Our thoughts: Jeremy Hunt has little headroom to loosen fiscal policy, particularly given the target to have the UK’s debt burden falling within five years. A reduction in national insurance contributions is likely to form the meat of the Chancellor’s budget.

Wednesday-Thursday: Federal Reserve Chair semi-annual Congressional testimony

Our thoughts: in his forthcoming testimony, Chair Powell is anticipated to underscore the message that, considering the current robust state of the US economy and persistent inflationary pressures, the Fed is not in a rush to ease policy, believing it is premature to do so. Powell may subtly infuse a hawkish undertone in his address, aiming to indirectly bring about further tightening of financial conditions.

Thursday: European Central Bank rate decision

Our thoughts: The ECB is expected to keep rates on hold.
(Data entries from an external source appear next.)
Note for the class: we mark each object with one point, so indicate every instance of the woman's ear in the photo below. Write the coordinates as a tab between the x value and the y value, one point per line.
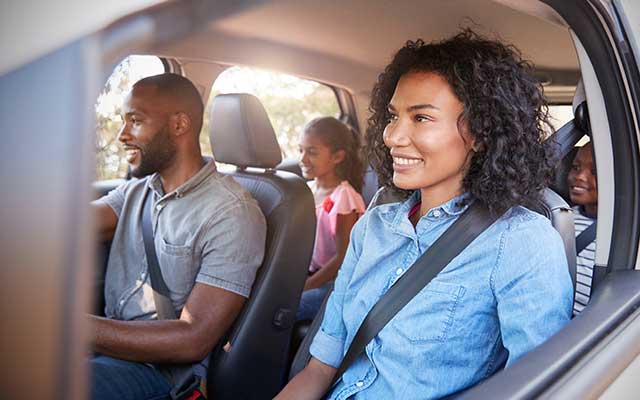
338	156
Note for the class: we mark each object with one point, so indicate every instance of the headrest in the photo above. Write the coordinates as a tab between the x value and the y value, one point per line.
241	133
580	110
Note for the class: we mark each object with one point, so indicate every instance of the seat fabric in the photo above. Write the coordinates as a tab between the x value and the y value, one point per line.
254	362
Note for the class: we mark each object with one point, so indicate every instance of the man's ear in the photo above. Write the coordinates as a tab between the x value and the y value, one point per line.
180	123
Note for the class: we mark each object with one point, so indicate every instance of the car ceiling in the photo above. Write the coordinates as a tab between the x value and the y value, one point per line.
349	43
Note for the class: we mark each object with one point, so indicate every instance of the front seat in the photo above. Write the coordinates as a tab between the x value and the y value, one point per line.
251	362
551	205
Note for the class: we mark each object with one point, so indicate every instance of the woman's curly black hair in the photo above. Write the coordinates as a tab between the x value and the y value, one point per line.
504	109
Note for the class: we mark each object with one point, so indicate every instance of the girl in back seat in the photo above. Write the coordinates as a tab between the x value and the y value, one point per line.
330	155
583	191
453	123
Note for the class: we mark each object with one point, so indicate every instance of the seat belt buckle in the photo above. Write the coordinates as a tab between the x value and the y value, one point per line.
187	389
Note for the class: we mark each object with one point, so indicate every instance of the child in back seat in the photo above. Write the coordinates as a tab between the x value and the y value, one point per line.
330	155
583	191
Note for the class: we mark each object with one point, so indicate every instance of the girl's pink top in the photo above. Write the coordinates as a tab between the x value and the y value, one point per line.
343	200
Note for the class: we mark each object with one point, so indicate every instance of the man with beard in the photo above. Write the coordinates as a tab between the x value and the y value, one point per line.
209	238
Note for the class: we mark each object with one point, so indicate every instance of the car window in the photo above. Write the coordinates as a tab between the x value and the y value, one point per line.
560	114
110	161
289	101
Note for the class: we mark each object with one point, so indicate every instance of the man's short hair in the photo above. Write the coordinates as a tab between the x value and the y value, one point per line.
181	90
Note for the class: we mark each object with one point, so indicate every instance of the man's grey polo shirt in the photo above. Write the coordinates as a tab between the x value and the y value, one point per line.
209	230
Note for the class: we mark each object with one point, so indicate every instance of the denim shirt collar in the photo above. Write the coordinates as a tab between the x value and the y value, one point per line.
397	217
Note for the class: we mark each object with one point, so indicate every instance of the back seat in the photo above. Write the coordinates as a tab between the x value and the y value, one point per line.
254	363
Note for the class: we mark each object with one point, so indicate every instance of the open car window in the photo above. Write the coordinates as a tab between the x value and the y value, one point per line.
290	102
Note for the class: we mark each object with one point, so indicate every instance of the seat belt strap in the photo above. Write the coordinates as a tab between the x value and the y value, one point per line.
475	220
185	382
585	238
164	307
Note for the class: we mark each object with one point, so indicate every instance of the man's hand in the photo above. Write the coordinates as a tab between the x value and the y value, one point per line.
206	316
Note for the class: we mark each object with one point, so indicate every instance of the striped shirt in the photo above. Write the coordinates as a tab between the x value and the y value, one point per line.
584	262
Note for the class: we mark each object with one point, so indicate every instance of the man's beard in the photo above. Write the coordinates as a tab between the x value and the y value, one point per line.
155	155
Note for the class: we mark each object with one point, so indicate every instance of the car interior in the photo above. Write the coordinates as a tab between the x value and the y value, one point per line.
338	51
344	46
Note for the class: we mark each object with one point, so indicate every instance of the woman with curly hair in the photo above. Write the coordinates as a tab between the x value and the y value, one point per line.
453	122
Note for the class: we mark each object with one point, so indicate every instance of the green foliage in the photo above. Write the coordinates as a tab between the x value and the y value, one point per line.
289	101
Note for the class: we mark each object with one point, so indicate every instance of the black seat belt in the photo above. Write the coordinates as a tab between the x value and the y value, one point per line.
185	382
475	220
585	237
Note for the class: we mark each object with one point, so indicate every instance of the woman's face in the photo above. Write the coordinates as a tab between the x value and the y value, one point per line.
428	150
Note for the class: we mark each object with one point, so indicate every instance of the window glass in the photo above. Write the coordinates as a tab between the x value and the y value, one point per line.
110	160
289	101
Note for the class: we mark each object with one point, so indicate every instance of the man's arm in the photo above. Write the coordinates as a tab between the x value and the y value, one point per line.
206	316
311	383
106	220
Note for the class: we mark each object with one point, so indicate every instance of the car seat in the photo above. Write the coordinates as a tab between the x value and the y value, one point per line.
252	360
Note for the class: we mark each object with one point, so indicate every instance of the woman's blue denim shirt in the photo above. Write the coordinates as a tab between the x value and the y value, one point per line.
505	294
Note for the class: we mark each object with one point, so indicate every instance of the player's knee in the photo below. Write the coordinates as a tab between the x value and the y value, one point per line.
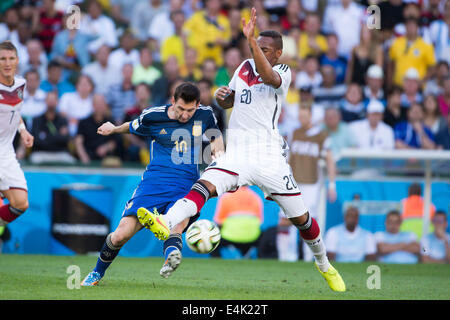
119	238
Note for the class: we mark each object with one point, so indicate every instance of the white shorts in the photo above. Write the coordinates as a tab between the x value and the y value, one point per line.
11	175
272	174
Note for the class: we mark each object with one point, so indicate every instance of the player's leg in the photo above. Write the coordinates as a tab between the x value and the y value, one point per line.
213	182
127	228
18	204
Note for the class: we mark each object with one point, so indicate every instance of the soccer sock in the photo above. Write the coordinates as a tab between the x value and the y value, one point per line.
106	256
188	206
174	242
8	214
310	233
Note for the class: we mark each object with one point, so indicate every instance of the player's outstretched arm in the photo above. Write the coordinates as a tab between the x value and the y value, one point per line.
108	128
224	97
268	75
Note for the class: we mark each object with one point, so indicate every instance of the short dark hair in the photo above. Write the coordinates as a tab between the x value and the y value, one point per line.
8	45
275	35
414	189
188	92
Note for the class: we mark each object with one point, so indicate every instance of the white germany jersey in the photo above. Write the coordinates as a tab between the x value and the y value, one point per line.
11	100
257	107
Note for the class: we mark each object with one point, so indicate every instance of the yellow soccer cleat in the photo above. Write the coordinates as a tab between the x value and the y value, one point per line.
154	222
333	278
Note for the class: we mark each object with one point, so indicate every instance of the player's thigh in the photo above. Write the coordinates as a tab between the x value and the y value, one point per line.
222	174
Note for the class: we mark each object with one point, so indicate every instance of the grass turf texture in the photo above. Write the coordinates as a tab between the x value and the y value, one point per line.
32	277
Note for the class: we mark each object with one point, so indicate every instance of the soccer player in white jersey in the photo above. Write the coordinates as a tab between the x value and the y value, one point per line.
13	185
256	152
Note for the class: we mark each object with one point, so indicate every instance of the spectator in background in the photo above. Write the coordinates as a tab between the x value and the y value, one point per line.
209	70
51	135
311	42
126	53
413	134
143	14
232	58
431	12
440	33
47	22
99	26
70	49
88	144
374	84
191	70
136	146
121	96
161	87
102	73
436	245
310	75
340	20
394	112
331	57
33	98
411	89
54	80
367	53
412	210
444	98
239	215
76	106
395	246
208	32
352	106
34	59
122	11
372	132
348	242
174	45
294	17
329	93
432	116
339	133
443	136
163	25
206	99
435	85
409	51
145	71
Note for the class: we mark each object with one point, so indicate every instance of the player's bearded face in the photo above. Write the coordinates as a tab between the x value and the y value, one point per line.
268	48
8	63
184	111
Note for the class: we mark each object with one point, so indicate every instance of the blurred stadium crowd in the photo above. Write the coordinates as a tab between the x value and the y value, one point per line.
386	87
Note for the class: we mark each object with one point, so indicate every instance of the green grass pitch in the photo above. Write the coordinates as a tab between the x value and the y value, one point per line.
35	277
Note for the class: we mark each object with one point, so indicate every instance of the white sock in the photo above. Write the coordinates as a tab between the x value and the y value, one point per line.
182	209
319	251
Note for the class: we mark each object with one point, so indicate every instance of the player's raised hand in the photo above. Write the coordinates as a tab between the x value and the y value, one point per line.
106	129
27	138
249	28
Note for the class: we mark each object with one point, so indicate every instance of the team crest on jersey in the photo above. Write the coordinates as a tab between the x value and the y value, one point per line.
248	75
197	129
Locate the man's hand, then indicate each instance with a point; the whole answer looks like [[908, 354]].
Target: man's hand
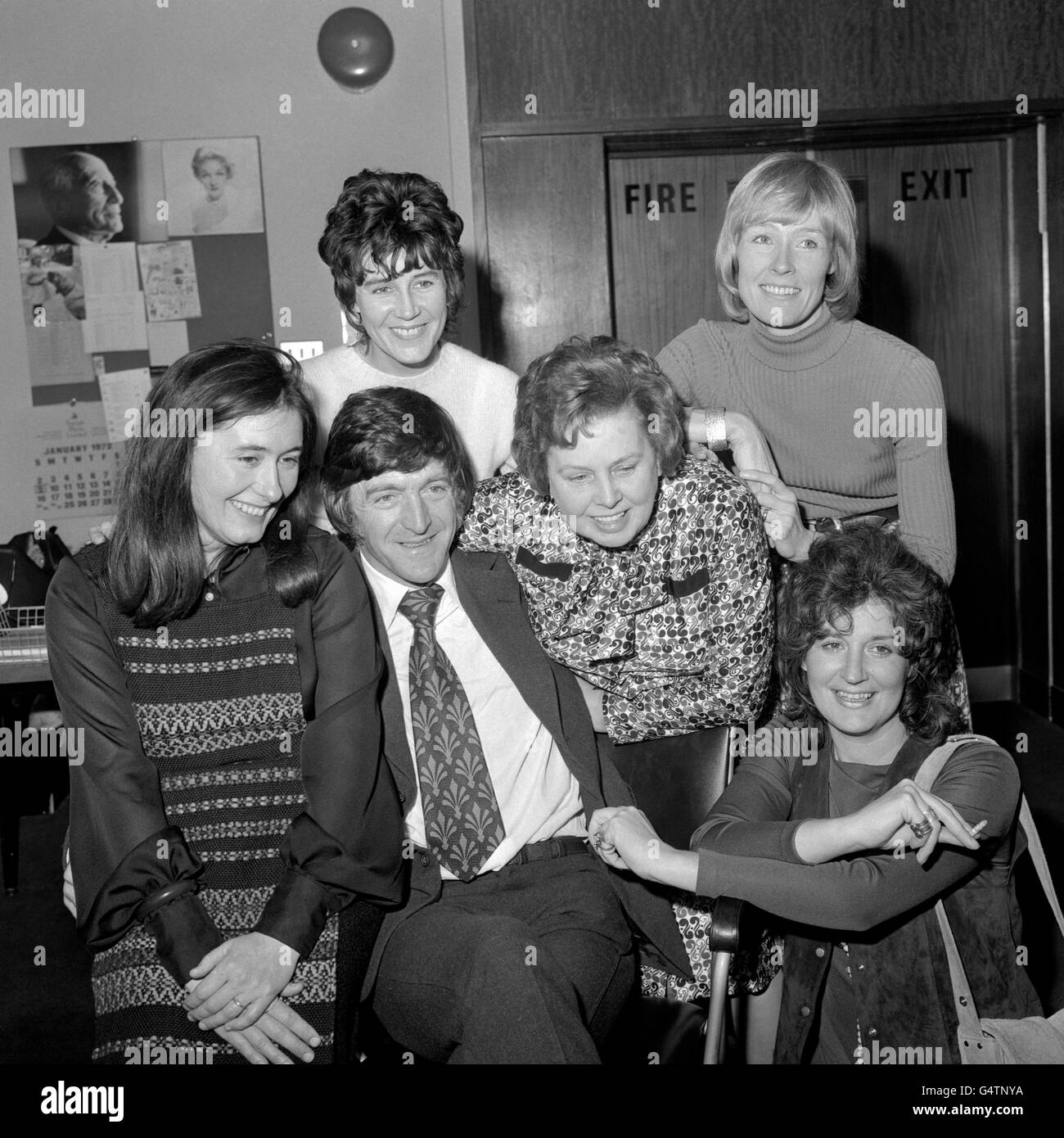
[[748, 445], [69, 898], [593, 699], [239, 981], [783, 524]]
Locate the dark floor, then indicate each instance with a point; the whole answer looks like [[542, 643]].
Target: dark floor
[[46, 1001]]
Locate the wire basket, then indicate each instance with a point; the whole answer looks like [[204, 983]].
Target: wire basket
[[22, 633]]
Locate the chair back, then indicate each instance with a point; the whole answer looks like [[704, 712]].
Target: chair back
[[676, 781]]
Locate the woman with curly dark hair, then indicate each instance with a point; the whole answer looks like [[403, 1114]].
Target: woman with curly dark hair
[[218, 658], [391, 245], [819, 837], [646, 572]]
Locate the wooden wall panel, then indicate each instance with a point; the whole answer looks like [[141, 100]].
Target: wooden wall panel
[[940, 280], [547, 240], [664, 274], [624, 61], [1055, 425]]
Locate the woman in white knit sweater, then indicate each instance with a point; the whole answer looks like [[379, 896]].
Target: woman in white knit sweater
[[391, 245]]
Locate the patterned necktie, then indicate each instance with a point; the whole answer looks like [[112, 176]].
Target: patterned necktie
[[462, 820]]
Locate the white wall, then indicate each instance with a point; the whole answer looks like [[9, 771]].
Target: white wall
[[218, 69]]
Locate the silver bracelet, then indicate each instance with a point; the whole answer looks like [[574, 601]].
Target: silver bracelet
[[716, 432]]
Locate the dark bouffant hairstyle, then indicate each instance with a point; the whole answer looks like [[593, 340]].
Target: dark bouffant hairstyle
[[845, 569], [381, 215], [155, 561], [390, 428]]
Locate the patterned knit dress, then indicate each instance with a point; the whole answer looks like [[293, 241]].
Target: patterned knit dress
[[219, 703]]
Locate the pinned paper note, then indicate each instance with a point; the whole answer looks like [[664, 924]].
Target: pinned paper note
[[123, 391]]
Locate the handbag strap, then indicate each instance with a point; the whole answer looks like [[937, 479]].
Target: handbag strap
[[965, 1003], [930, 770]]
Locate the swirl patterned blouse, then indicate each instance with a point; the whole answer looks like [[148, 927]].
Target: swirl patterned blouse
[[676, 627]]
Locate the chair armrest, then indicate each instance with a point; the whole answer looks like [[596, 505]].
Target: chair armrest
[[724, 930]]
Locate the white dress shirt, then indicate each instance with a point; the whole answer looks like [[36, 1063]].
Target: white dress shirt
[[537, 794]]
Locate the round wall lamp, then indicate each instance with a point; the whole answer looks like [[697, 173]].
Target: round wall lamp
[[355, 48]]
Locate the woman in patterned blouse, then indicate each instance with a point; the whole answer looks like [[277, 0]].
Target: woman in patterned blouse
[[646, 571]]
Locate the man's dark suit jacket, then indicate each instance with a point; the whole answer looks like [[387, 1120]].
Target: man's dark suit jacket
[[492, 598]]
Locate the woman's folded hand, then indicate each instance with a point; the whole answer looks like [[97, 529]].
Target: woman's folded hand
[[238, 980], [780, 513], [277, 1027], [909, 817]]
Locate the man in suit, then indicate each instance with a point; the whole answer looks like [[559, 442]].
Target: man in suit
[[515, 945]]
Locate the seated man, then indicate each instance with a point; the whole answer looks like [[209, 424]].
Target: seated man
[[515, 945]]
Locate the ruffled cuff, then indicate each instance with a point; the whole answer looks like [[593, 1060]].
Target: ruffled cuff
[[160, 863]]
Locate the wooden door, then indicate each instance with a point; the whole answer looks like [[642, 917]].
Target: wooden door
[[938, 276]]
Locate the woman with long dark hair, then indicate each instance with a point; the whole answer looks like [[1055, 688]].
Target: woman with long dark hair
[[219, 657], [825, 842]]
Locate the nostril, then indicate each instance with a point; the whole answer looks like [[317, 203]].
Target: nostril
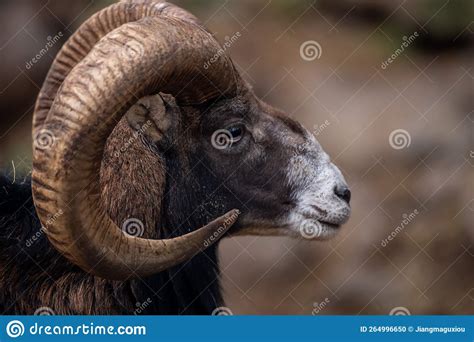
[[343, 193]]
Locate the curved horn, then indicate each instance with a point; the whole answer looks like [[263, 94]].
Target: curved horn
[[87, 35], [137, 59]]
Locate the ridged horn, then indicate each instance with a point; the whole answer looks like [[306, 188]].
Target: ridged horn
[[147, 56]]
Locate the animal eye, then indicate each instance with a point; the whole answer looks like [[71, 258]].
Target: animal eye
[[236, 132]]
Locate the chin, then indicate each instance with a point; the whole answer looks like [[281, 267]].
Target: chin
[[313, 230]]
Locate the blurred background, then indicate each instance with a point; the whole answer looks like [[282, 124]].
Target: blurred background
[[387, 89]]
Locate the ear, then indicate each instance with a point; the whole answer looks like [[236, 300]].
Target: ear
[[156, 118]]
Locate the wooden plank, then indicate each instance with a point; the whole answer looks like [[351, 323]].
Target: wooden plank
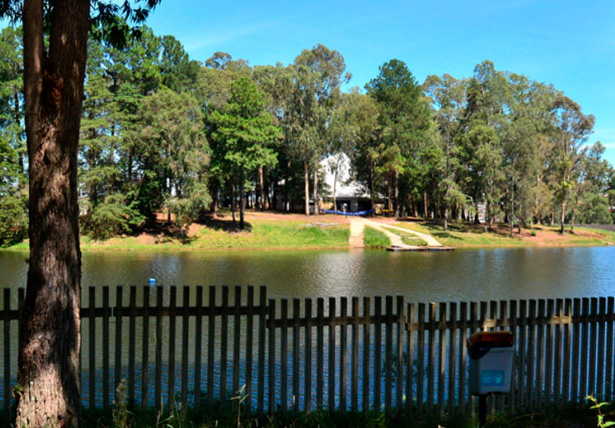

In a similar fashion to her US counterpart, Christine Lagarde is likely to reinforce the message that it is still too soon to be cutting rates. Although there is debate on the Governing Council on the timing of the first cut, there is now a consensus that the next move will be to ease. Recent inflation data has shown that it is falling slower than anticipated. European bonds have faced headwinds over concerns that Lagarde may strike a more hawkish tone in the meeting this week.

Friday: US employment report

Our thoughts: Many analysts anticipate that the US labour market softened in February, pointing to several factors including high-profile layoffs across sectors including technology and financial services. Additionally, respondents of the University of Michigan’s consumer sentiment survey in the week before last reported unfavourable news related to unemployment. Wage growth is also anticipated to slow. The Fed would like to see such a softening of the labour market as it would point to subsiding inflationary pressure in the part of the economy that has arguably shown the most resistance.